Let's start by bounding the maximum latency we can introduce this way.
The worst case is when our rendered frame falls just after the "previousState" timestamp, and alpha is very close to zero. At this point we're one full frame in the past, 20ms if we're stepping our game simulation 50 times per second. That's already at the low end compared to typical latencies in realtime online games, where similar techniques are used to transition smoothly between discrete updates from the server/host/peers.
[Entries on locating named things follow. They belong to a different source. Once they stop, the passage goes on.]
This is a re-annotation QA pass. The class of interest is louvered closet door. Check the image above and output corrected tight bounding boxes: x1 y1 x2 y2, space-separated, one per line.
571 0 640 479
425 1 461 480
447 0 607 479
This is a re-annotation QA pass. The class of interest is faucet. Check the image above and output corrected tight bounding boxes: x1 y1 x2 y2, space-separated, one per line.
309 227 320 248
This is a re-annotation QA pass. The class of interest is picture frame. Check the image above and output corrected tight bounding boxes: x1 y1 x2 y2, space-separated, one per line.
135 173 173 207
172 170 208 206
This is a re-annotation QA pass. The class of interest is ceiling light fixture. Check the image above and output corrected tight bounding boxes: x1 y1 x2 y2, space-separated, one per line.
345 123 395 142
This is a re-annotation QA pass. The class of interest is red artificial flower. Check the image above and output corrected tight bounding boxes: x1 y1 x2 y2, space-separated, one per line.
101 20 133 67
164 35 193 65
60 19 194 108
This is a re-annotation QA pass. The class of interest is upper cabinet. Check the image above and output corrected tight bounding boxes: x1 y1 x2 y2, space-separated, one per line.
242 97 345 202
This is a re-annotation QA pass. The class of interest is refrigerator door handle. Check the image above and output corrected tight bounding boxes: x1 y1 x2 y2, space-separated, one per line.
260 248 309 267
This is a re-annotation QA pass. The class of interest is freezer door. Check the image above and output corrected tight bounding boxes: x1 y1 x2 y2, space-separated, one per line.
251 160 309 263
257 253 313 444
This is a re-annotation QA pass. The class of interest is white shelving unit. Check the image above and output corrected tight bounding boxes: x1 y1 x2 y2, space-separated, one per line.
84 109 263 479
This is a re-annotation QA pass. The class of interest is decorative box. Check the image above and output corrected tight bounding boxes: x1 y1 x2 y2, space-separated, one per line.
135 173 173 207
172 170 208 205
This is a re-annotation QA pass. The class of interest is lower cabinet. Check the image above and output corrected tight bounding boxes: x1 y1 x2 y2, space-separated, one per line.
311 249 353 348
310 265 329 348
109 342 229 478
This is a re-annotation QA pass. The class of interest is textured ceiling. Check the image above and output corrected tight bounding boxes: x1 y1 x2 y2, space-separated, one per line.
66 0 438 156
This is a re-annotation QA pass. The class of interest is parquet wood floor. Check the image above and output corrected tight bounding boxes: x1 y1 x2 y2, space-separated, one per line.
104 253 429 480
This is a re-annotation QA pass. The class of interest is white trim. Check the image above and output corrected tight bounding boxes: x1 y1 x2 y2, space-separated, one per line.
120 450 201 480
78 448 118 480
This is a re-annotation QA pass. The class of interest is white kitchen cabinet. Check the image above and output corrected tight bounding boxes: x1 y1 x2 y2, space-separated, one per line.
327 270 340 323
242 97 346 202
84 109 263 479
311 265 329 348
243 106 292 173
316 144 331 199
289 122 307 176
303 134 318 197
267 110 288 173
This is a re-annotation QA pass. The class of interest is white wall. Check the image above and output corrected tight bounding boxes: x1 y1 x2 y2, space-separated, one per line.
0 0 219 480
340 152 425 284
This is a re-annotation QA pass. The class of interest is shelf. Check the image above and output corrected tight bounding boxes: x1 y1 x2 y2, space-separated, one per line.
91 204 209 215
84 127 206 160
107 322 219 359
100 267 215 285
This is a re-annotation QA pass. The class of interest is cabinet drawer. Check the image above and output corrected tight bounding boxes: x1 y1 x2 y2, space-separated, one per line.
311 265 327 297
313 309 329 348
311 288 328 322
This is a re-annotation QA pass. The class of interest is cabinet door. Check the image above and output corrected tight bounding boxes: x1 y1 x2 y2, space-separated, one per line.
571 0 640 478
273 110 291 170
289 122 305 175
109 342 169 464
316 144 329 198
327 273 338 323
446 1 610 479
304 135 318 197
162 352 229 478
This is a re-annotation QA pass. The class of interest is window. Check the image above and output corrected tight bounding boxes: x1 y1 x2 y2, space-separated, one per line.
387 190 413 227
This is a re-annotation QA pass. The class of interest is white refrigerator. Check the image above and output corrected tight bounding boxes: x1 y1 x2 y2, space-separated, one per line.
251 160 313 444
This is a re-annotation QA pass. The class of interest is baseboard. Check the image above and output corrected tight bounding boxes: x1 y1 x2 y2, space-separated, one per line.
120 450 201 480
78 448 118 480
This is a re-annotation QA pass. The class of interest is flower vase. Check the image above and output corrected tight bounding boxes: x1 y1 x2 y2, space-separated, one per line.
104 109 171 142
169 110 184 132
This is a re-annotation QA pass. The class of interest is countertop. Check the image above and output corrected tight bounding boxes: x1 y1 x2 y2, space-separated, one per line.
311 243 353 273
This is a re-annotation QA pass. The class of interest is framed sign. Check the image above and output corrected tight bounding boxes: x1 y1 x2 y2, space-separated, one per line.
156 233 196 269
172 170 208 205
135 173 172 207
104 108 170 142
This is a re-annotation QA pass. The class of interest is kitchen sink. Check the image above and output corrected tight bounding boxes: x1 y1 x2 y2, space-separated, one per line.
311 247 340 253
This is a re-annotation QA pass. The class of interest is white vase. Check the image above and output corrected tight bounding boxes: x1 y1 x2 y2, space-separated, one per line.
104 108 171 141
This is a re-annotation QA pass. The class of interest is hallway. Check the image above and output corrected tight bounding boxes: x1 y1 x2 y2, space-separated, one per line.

Response times of 80-100ms can still be perceived as instantaneous, so we're already in fairly safe territory.
But we can do better. :) When the current frame falls just before the "currentState" timestamp, alpha is very close to one and our latency is practically nothing! (If we're only counting latency due to the fixed timestep - input processing and display latencies still add on top of this)
In practice we'll vary between these extremes with no particular bias. So overall, at 50 ticks per second, we're displaying a state that's an average of 10 ms old. For most purposes, this is below the threshold for visual perception of synchronicity, and closing in on the threshold for synchronous audio perception too.
And we can still do better! Because not all game feedback is tied to the fixed timestep. When the player presses a button to fire their weapon, we can spawn the muzzle flash and play the shooting sound immediately in the same frame. Depending on when we are in our interpolated time span, the projectile (assuming it's a literal projectile and not a hitscan raycast) might be rendered closer or further from the barrel, but either way the player gets immediate feedback at the very earliest opportunity we could offer - even if our updates were in lockstep. Similarly, if the player presses jump, we can immediately start blending the character into their jump animation, even if it will take another physics step or two before the upward motion becomes apparent in their physics. UI changes too, like hit markers on a reticle, can react instantly according to the rendered frame time, keeping perceived latency as low as it can be at our rendering framerate.
This helps highlight an important distinction here: how does a player know when data is "old"? Yes, technically that box moving at 1 m/s is now at (0.01, 0, 0), since its most recent calculated state is 10 ms ahead of the frame we rendered with it at (0, 0, 0). But from the player's point of view, it's moved exactly 0.0166 m since the last rendered frame 16.66 ms ago, so it's exactly where they expect to see it. The only yardstick the player can use to judge what's "now" is how the game reacts to their own input, and as we've seen above a well-designed feedback system can begin to react immediately, without adding frames of latency. Beyond that it's second-order consequences of game systems reacting to the effects of player actions, or the consequences of players' reactions in turn, all of which gets swamped by the round trip time of perception to action, which is typically a factor of 10 slower than the latencies we're considering. So while the current state might be old in terms of the pure math of the underlying system, from a player experience standpoint it's often not appreciably different from realtime.
So, tl;dr: At a decent framerate & fixed timestep, the latency introduced by decoupling your game updates is minor and very manageable for most game types.
The idea of blending with "the next, not yet calculated, state" is a related technique called extrapolation. This has somewhat the opposite trade-offs: simple, linear motion is represented precisely, but things like collision reactions appear a full frame late (so you might observe two objects touch or even interpenetrate before any corresponding collision effects or sounds trigger). Complex motion can also appear jagged, as the naive prediction keeps overshooting & correcting next frame. Generally these artifacts are easier to perceive than the slight latency of a single frame of interpolation, so the main reason to go this route is for simplicity (since you can skip storing two steps' worth of transform data)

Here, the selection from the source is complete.